Hi all,
In the course of investigating [1], I set out to understand why this
sequence of messages is printed every boot, even when nobody is using
perf at all:
perf: interrupt took too long (2516 > 2500), lowering kernel.perf_event_max_sample_rate to 79000
perf: interrupt took too long (3156 > 3145), lowering kernel.perf_event_max_sample_rate to 63000
perf: interrupt took too long (4014 > 3945), lowering kernel.perf_event_max_sample_rate to 49000
perf: interrupt took too long (5035 > 5017), lowering kernel.perf_event_max_sample_rate to 39000
perf: interrupt took too long (6302 > 6293), lowering kernel.perf_event_max_sample_rate to 31000
perf: interrupt took too long (7879 > 7877), lowering kernel.perf_event_max_sample_rate to 25000
perf: interrupt took too long (9852 > 9848), lowering kernel.perf_event_max_sample_rate to 20000
It turns out this happens because of how the dynamic sample rate
throttling interacts with the perf hardware watchdog. Patch [2/2] is my
attempt to prevent the dynamic throttling logic from acting solely based
on the latency of the watchdog NMI.
Intel CPUs were happy with that. But AMD CPUs still printed the messages!

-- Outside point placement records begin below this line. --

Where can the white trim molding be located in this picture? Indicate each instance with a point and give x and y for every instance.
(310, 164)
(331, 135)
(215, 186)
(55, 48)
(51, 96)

That happens because AMD CPUs have a second PMU facility with its own
NMI handler, and both NMI handlers average in their latency, even when
they don't actually handle the NMI.
Patch [1/2] fixes that, which is a correctness issue entirely
independent of patch [2/2]. But it also happens to be required for patch
[2/2] to achieve its goal on AMD CPUs, so I sent them together.
Thanks,
Calvin
[1] https://lore.kernel.org/all/acMe-QZUel-bBYUh@mozart.vkv.me/
Calvin Owens (2):
perf/x86: Avoid double accounting of PMU NMI latencies
perf: Don't throttle based on NMI watchdog events
arch/x86/events/amd/ibs.c | 6 +++---
arch/x86/events/core.c | 3 ++-
kernel/events/core.c | 14 ++++++++++++++
3 files changed, 19 insertions(+), 4 deletions(-)
--
2.47.3